YABANCI BASIN SORUYOR: “TÜRK BAHARI” MI?
Taksim’de başlayan olaylar yabancı basında da geniş yer buldu. İngiliz Guardian gazetesi, “Küçük bir park için yapılan mücadele rejim için bir acil durum, Türk Baharı için ise bir potansiyel oldu” yorumunu yaptı. Le Monde yayınladığı başyazısında olayların çıkmasını “iktidar sarhoşluğuna” bağladı.
SOSYAL MEDYA KAZANDI, GELENEKSEL MEDYA KAYBETTİ
Yaşanan olayların kazananı ise sosyal medya oldu. Tüm katılımcıların sosyal medyayı kullanarak haberleşmesi başta twitter olmak üzere paylaşım sitelerine olan ilgiyi arttırdı. Bu arada olayların ilk günlerinde yaşananları yansıtmayan ana akım medya ve televizyonlar da protesto edildi.
CUMHURBAŞKANI GÜL: “Demokrasi demek sadece seçim demek değildir”
Protestolarla ilgili olarak pazartesi günü bir açıklama yapan Cumhurbaşkanı Abdullah Gül de ''Herkes sağduyulu olmalı, kurallara uymalı. Demokrasi sadece seçim değildir, mesaj alınmıştır'' dedi.
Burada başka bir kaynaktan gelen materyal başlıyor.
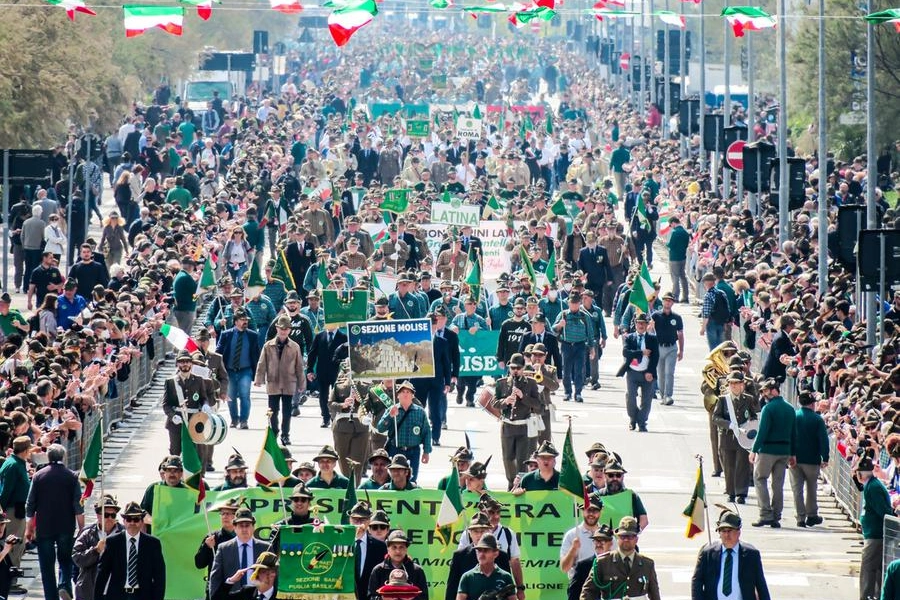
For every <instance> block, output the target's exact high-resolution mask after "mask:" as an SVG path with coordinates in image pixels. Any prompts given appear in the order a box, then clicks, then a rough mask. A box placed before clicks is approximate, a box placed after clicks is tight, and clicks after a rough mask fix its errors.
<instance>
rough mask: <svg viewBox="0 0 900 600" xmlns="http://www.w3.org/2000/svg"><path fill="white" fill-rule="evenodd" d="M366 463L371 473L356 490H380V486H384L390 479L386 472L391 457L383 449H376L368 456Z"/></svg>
mask: <svg viewBox="0 0 900 600" xmlns="http://www.w3.org/2000/svg"><path fill="white" fill-rule="evenodd" d="M368 462H369V466H370V467H371V468H372V473H371V474H370V475H369V478H368V479H366V480H365V481H363V482H362V484H361V485H360V486H359V487H358V488H357V489H360V490H378V489H381V486H383V485H384V484H386V483H387V482H388V481H389V480H390V478H391V475H390V473H388V470H387V467H388V465H389V464H391V456H390V455H389V454H388V452H387V450H385V449H384V448H377V449H375V450H374V451H373V452H372V455H371V456H369V461H368Z"/></svg>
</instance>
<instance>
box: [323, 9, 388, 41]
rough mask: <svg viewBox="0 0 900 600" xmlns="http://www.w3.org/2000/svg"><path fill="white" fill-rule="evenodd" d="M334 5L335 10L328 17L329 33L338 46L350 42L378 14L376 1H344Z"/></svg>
mask: <svg viewBox="0 0 900 600" xmlns="http://www.w3.org/2000/svg"><path fill="white" fill-rule="evenodd" d="M332 5H333V6H334V7H335V8H334V10H333V11H332V12H331V14H330V15H328V31H330V32H331V37H332V38H333V39H334V43H335V44H337V45H338V46H343V45H344V44H346V43H347V42H349V41H350V38H351V37H353V34H354V33H356V32H357V31H359V30H360V29H362V28H363V27H365V26H366V25H368V24H369V23H371V22H372V19H373V18H375V15H377V14H378V6H377V5H376V4H375V1H374V0H342V1H340V2H334V3H333V4H332Z"/></svg>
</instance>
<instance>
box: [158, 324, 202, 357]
mask: <svg viewBox="0 0 900 600" xmlns="http://www.w3.org/2000/svg"><path fill="white" fill-rule="evenodd" d="M159 332H160V333H161V334H163V337H164V338H166V341H168V342H169V343H170V344H172V345H173V346H175V348H177V349H178V350H187V351H188V352H191V353H194V352H196V351H198V350H199V349H200V346H199V344H197V342H196V341H195V340H194V338H192V337H191V336H189V335H188V334H187V333H185V331H184V330H183V329H179V328H178V327H175V326H173V325H169V324H168V323H163V324H162V327H160V328H159Z"/></svg>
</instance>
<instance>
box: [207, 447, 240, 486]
mask: <svg viewBox="0 0 900 600" xmlns="http://www.w3.org/2000/svg"><path fill="white" fill-rule="evenodd" d="M245 487H247V463H246V462H245V461H244V457H243V456H241V455H240V453H237V452H236V453H234V454H232V455H231V456H229V457H228V463H226V465H225V481H224V482H223V483H222V484H221V485H217V486H216V487H214V488H213V491H214V492H225V491H228V490H236V489H240V488H245Z"/></svg>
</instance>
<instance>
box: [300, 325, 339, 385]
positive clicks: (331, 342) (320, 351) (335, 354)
mask: <svg viewBox="0 0 900 600" xmlns="http://www.w3.org/2000/svg"><path fill="white" fill-rule="evenodd" d="M342 346H343V347H342ZM346 357H347V335H346V334H345V333H344V332H343V331H341V330H337V331H335V332H334V339H333V340H332V341H331V342H329V341H328V332H327V331H320V332H319V333H318V335H316V337H314V338H313V345H312V348H310V350H309V358H308V359H307V363H306V370H307V372H309V373H315V374H316V377H318V378H319V381H321V382H323V383H326V384H328V385H331V384H333V383H334V382H335V381H337V376H338V372H339V371H340V365H341V360H343V359H344V358H346Z"/></svg>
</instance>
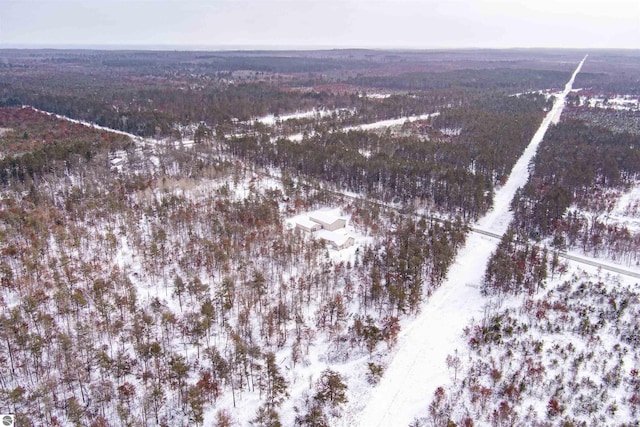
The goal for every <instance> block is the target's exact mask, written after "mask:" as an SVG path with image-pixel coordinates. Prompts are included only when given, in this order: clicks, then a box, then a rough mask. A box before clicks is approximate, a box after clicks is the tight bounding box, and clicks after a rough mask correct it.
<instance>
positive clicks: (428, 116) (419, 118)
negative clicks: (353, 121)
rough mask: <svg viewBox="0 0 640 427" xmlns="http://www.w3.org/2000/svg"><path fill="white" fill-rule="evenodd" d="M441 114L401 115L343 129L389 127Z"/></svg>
mask: <svg viewBox="0 0 640 427" xmlns="http://www.w3.org/2000/svg"><path fill="white" fill-rule="evenodd" d="M439 114H440V113H439V112H435V113H430V114H421V115H419V116H408V117H400V118H399V119H389V120H381V121H379V122H373V123H366V124H362V125H355V126H347V127H345V128H344V129H343V131H345V132H348V131H350V130H373V129H381V128H387V127H391V126H398V125H402V124H404V123H405V122H414V121H416V120H426V119H429V118H431V117H436V116H438V115H439Z"/></svg>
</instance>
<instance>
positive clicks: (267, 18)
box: [0, 0, 640, 49]
mask: <svg viewBox="0 0 640 427" xmlns="http://www.w3.org/2000/svg"><path fill="white" fill-rule="evenodd" d="M18 45H34V46H68V45H79V46H87V45H92V46H96V45H110V46H142V45H146V46H156V47H158V46H167V47H171V46H185V47H201V48H207V47H209V48H238V47H244V48H251V47H257V48H290V47H299V48H304V47H311V48H313V47H315V48H321V47H322V48H331V47H336V48H341V47H367V48H376V47H379V48H386V47H399V48H439V47H444V48H450V47H566V48H570V47H578V48H585V47H596V48H633V49H638V48H640V0H475V1H474V0H423V1H419V0H395V1H391V0H295V1H294V0H246V1H244V0H237V1H234V0H208V1H205V0H0V47H5V46H11V47H15V46H18Z"/></svg>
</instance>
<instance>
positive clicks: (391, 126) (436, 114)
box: [272, 111, 440, 157]
mask: <svg viewBox="0 0 640 427" xmlns="http://www.w3.org/2000/svg"><path fill="white" fill-rule="evenodd" d="M438 115H440V112H438V111H436V112H435V113H430V114H421V115H419V116H405V117H400V118H398V119H388V120H380V121H378V122H373V123H365V124H360V125H355V126H346V127H344V128H342V132H349V131H350V130H374V129H384V128H388V127H392V126H400V125H403V124H404V123H406V122H414V121H416V120H426V119H428V118H431V117H436V116H438ZM305 136H313V132H309V133H307V134H303V133H296V134H293V135H289V136H286V137H284V138H286V139H288V140H290V141H293V142H300V141H302V140H303V139H304V137H305ZM276 139H277V138H272V141H275V140H276ZM363 155H364V156H365V157H368V156H367V155H366V154H363Z"/></svg>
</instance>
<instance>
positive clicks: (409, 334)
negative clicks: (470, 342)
mask: <svg viewBox="0 0 640 427" xmlns="http://www.w3.org/2000/svg"><path fill="white" fill-rule="evenodd" d="M586 59H587V57H586V56H585V57H584V59H583V60H582V61H581V62H580V64H579V65H578V67H577V68H576V70H575V72H574V73H573V75H572V77H571V79H570V80H569V82H568V83H567V84H566V86H565V89H564V90H563V91H562V93H560V94H559V95H558V96H557V98H556V101H555V103H554V105H553V108H552V109H551V111H549V113H548V114H547V115H546V117H545V118H544V120H543V121H542V124H541V125H540V128H539V129H538V131H537V132H536V133H535V135H534V136H533V138H532V139H531V142H530V143H529V146H528V147H527V149H526V150H525V151H524V153H523V155H522V156H521V157H520V159H519V160H518V162H517V163H516V164H515V166H514V167H513V170H512V171H511V174H510V176H509V179H508V180H507V182H506V183H505V185H504V186H503V187H502V188H501V189H500V190H499V191H498V192H497V193H496V195H495V199H494V205H493V208H492V210H491V211H490V212H488V213H487V215H485V216H484V217H483V218H481V219H480V220H479V221H478V223H477V226H478V227H480V228H483V229H485V230H490V231H492V232H495V233H499V234H502V233H504V232H505V231H506V229H507V227H508V225H509V223H510V222H511V217H512V214H511V212H510V211H509V205H510V202H511V200H512V199H513V196H514V194H515V192H516V190H517V189H518V188H519V187H520V186H522V185H524V184H525V183H526V181H527V179H528V177H529V170H528V166H529V163H530V161H531V160H532V158H533V156H534V155H535V152H536V150H537V148H538V145H539V144H540V142H541V141H542V138H543V137H544V134H545V132H546V130H547V129H548V127H549V125H550V124H551V123H557V121H558V120H559V118H560V114H561V113H562V109H563V108H564V105H565V98H566V96H567V94H568V93H569V91H571V88H572V85H573V81H574V79H575V77H576V75H577V74H578V72H579V71H580V68H581V67H582V64H583V63H584V61H585V60H586ZM497 245H498V241H497V240H496V239H492V238H490V237H487V236H483V235H481V234H477V233H470V234H469V235H468V236H467V243H466V245H465V247H464V248H463V249H462V250H461V251H460V253H459V254H458V257H457V258H456V262H455V264H454V265H453V266H452V268H451V269H450V271H449V274H448V278H447V280H446V281H445V283H444V284H443V285H442V287H441V288H440V289H438V290H437V291H436V292H435V293H434V294H433V295H432V296H431V298H430V299H429V301H428V302H427V303H426V305H425V306H424V308H423V311H422V312H421V313H420V315H419V316H418V317H417V318H416V319H415V320H414V321H412V322H411V323H410V324H409V325H408V326H407V327H406V328H405V329H404V331H403V332H402V333H401V336H400V337H399V342H398V347H397V348H398V350H397V353H396V355H395V356H394V358H393V360H392V361H391V363H390V364H389V366H388V367H387V369H386V371H385V374H384V376H383V378H382V380H381V381H380V383H379V384H378V386H377V387H375V388H374V389H373V391H372V393H371V396H370V399H369V401H368V402H367V403H366V404H365V405H364V408H363V410H362V412H361V413H360V417H359V424H360V426H362V427H373V426H384V427H388V426H407V425H409V424H410V423H411V422H412V421H413V420H414V419H415V418H416V417H422V416H425V415H426V411H427V408H428V405H429V403H430V402H431V400H432V398H433V394H434V391H435V390H436V388H437V387H438V386H440V385H443V384H446V383H447V382H449V381H450V380H451V378H452V373H450V372H449V371H448V370H447V364H446V357H447V355H450V354H451V355H453V354H454V353H455V351H456V350H457V349H460V350H462V349H464V348H465V343H464V342H463V339H462V337H461V334H462V331H463V329H464V327H465V326H467V325H468V324H469V322H470V321H471V320H472V319H473V318H479V317H481V316H482V312H483V309H484V306H485V304H486V302H487V300H486V299H485V298H483V297H482V296H481V295H480V291H479V285H480V281H481V279H482V276H483V274H484V271H485V267H486V264H487V261H488V259H489V257H490V256H491V253H492V252H493V251H494V250H495V248H496V247H497ZM356 405H357V403H356ZM354 409H356V408H354Z"/></svg>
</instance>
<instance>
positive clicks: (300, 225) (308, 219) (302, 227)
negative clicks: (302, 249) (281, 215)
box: [296, 218, 322, 233]
mask: <svg viewBox="0 0 640 427" xmlns="http://www.w3.org/2000/svg"><path fill="white" fill-rule="evenodd" d="M296 228H298V229H300V230H302V231H306V232H307V233H313V232H314V231H317V230H320V229H321V228H322V225H320V224H319V223H317V222H315V221H311V220H310V219H308V218H300V219H297V220H296Z"/></svg>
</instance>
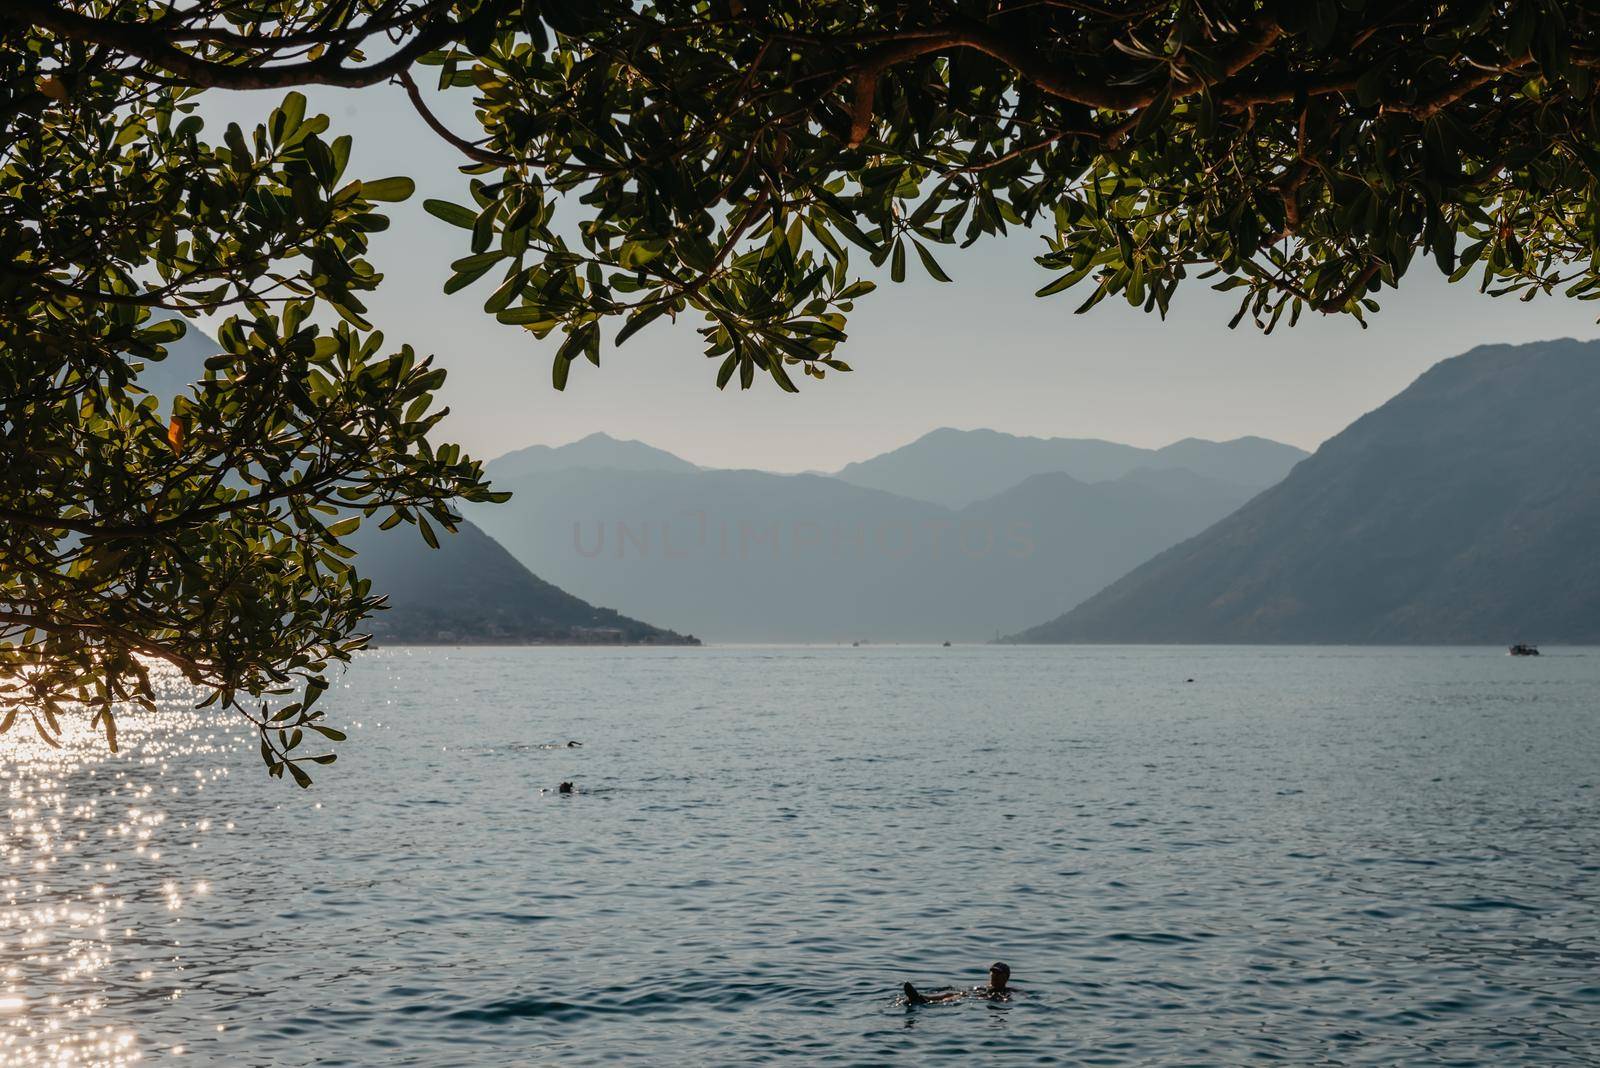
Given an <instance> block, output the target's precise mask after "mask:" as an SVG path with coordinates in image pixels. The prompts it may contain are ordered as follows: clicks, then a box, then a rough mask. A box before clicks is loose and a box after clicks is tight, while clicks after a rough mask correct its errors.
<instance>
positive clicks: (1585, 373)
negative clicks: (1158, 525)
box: [1018, 341, 1600, 644]
mask: <svg viewBox="0 0 1600 1068" xmlns="http://www.w3.org/2000/svg"><path fill="white" fill-rule="evenodd" d="M1597 411H1600V342H1576V341H1554V342H1542V344H1533V345H1517V347H1510V345H1488V347H1482V349H1474V350H1472V352H1469V353H1466V355H1462V357H1456V358H1453V360H1445V361H1443V363H1438V365H1437V366H1434V368H1432V369H1430V371H1427V373H1426V374H1422V376H1421V377H1419V379H1418V381H1416V382H1414V384H1413V385H1411V387H1408V389H1406V390H1405V392H1402V393H1400V395H1398V397H1395V398H1394V400H1390V401H1389V403H1387V404H1384V406H1382V408H1379V409H1376V411H1373V412H1370V414H1368V416H1363V417H1362V419H1358V420H1355V422H1354V424H1352V425H1350V427H1349V428H1346V430H1344V432H1342V433H1339V435H1338V436H1334V438H1331V440H1330V441H1328V443H1326V444H1323V446H1322V448H1320V449H1318V451H1317V454H1315V456H1312V457H1310V459H1307V460H1306V462H1302V464H1299V465H1298V467H1296V468H1294V470H1293V473H1291V475H1290V476H1288V478H1286V480H1283V483H1280V484H1278V486H1275V488H1272V489H1269V491H1267V492H1264V494H1261V496H1259V497H1256V499H1254V500H1251V502H1250V504H1246V505H1245V507H1243V508H1240V510H1238V512H1235V513H1234V515H1230V516H1227V518H1226V520H1222V521H1221V523H1218V524H1216V526H1213V528H1210V529H1208V531H1205V532H1203V534H1200V536H1197V537H1194V539H1190V540H1186V542H1184V544H1181V545H1176V547H1174V548H1170V550H1166V552H1165V553H1162V555H1158V556H1155V558H1154V560H1150V561H1149V563H1146V564H1144V566H1141V568H1136V569H1134V571H1133V572H1130V574H1128V576H1125V577H1123V579H1120V580H1118V582H1115V584H1112V585H1110V587H1109V588H1106V590H1104V592H1101V593H1098V595H1096V596H1093V598H1090V600H1088V601H1085V603H1083V604H1080V606H1077V608H1074V609H1072V611H1069V612H1067V614H1066V616H1062V617H1059V619H1056V620H1053V622H1050V624H1043V625H1040V627H1035V628H1032V630H1027V632H1024V633H1021V635H1019V636H1018V640H1021V641H1245V643H1267V641H1304V643H1491V644H1506V643H1510V641H1565V643H1595V641H1600V555H1597V553H1595V534H1597V531H1600V462H1597V459H1600V420H1597V419H1595V412H1597Z"/></svg>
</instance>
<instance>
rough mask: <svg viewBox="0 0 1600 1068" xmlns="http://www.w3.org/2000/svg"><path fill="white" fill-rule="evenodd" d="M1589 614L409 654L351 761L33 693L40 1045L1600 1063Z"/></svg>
mask: <svg viewBox="0 0 1600 1068" xmlns="http://www.w3.org/2000/svg"><path fill="white" fill-rule="evenodd" d="M1554 652H1557V654H1555V656H1544V657H1541V659H1539V660H1517V659H1510V657H1506V656H1504V654H1502V652H1499V651H1472V649H1448V651H1440V649H1405V651H1398V649H1395V651H1352V649H1181V648H1162V649H1082V648H1080V649H1027V648H1021V649H1018V648H973V649H962V648H955V649H922V648H862V649H757V648H744V649H739V648H731V649H675V651H666V649H662V651H638V649H635V651H605V649H469V651H461V649H389V651H381V652H376V654H371V656H368V657H366V659H363V660H362V662H360V664H358V665H357V667H355V668H354V670H352V671H350V673H349V675H347V676H346V678H344V683H342V686H341V687H339V689H336V691H333V692H331V694H330V697H328V699H325V703H326V705H328V707H330V713H331V715H333V716H334V718H336V719H338V721H342V723H347V724H350V740H349V742H347V743H346V745H342V747H341V750H342V753H341V759H339V763H338V764H334V766H333V767H323V769H317V771H318V772H320V774H318V782H317V785H315V787H314V788H312V790H310V791H301V790H296V788H294V787H293V785H290V783H283V782H277V780H269V779H266V775H264V774H262V771H261V766H259V763H256V756H254V751H253V742H251V740H250V739H248V737H245V734H243V732H242V731H240V729H238V727H237V726H235V724H234V723H232V721H229V719H226V718H222V716H219V715H214V713H194V711H187V710H186V707H184V702H182V700H181V691H178V689H176V687H174V689H173V695H174V697H173V700H171V702H168V707H166V708H165V710H163V711H162V713H160V715H158V716H150V718H146V719H142V721H139V719H134V718H131V716H130V718H128V719H126V721H125V727H123V753H122V755H120V756H107V755H104V753H102V751H101V750H99V748H98V747H96V745H94V742H93V739H90V735H88V732H86V729H82V727H80V729H77V731H74V732H72V734H74V737H72V739H70V742H69V747H67V748H66V750H64V751H61V753H56V751H51V750H46V748H45V747H42V745H40V743H37V742H30V740H27V739H26V737H24V731H26V727H18V729H14V731H13V732H11V735H6V739H5V742H3V747H5V748H3V750H0V753H3V763H0V774H3V779H0V787H3V788H5V791H6V809H8V822H6V823H5V855H3V868H0V969H3V975H0V1063H6V1065H11V1063H16V1065H72V1063H110V1065H117V1063H134V1062H141V1063H166V1062H168V1060H173V1058H184V1060H187V1062H189V1063H216V1065H310V1063H315V1065H514V1063H530V1065H542V1063H550V1065H600V1063H606V1065H614V1063H637V1065H672V1063H704V1065H725V1063H771V1062H789V1063H795V1065H826V1063H848V1065H862V1063H885V1062H894V1063H917V1065H931V1063H1096V1065H1133V1063H1162V1065H1165V1063H1243V1062H1251V1063H1254V1062H1272V1060H1277V1062H1283V1063H1293V1065H1306V1063H1350V1065H1392V1063H1440V1065H1446V1063H1448V1065H1504V1063H1528V1065H1568V1063H1571V1065H1576V1063H1594V1062H1595V1058H1597V1050H1600V967H1597V966H1600V956H1597V953H1600V915H1597V908H1595V907H1597V892H1595V876H1597V873H1600V820H1597V790H1595V783H1597V782H1600V731H1597V697H1600V654H1595V652H1578V651H1554ZM1189 678H1192V679H1194V681H1192V683H1187V681H1186V679H1189ZM566 740H581V742H582V747H581V748H566V747H565V745H563V743H565V742H566ZM557 743H562V745H560V747H555V745H557ZM562 780H573V782H576V783H578V793H576V795H573V796H562V795H558V793H555V790H554V788H555V785H557V783H558V782H562ZM994 959H1003V961H1006V962H1008V964H1010V966H1011V969H1013V982H1014V985H1016V988H1018V994H1016V996H1014V998H1013V999H1011V1001H1010V1002H986V1001H963V1002H958V1004H954V1006H923V1007H915V1009H910V1007H907V1006H904V1004H902V1002H901V1001H899V985H901V982H904V980H907V978H910V980H915V982H917V983H918V985H922V986H930V988H931V986H941V985H963V986H965V985H974V983H981V982H982V980H984V972H986V969H987V966H989V962H990V961H994Z"/></svg>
Türkiye'nin demokrasi yolunda olduğuna ve demokrasinin kurallarını çalıştıran bir ülke olduğuna vurgu yapan Gül, "Hukukun üstünlüğüne inanan bir ülke. Mahkemenin kararlarına üst mahkemelerde itiraz edilebildiği ve itiraz yollarının açık olduğu bir ülke. Dolayısıyla bütün bu kurallar batı demokrasilerindeki standartlar çerçevesinde olmaktadır. Önce bunun bilinmesini isterim tabiî ki," dedi. Cumhurbaşkanı Gül, sözlerini şöyle sürdürdü: "Bu çerçeve içerisinde 'demokrasiler' dediğimizde, demokrasilerle tabiki seçimlerle halkın iradesi ile her şey ortaya çıkar. Ama 'demokrasi' demek 'sadece seçim' demek de değildir.
BAŞBAKAN ERDOĞAN : “Yüzde 50’yi evlerinde zor tutuyoruz”
Gezi Parkı’nda yaşanan olaylarla ilgili olarak ilk yaptığı açıklama ''Ne yaparsanız yapın. Orası için karar verdik. Yapacağız,” diyen Başbakan Tayyip Erdoğan, sonrasında polisin biber gazı kullanımı da eleştirdi.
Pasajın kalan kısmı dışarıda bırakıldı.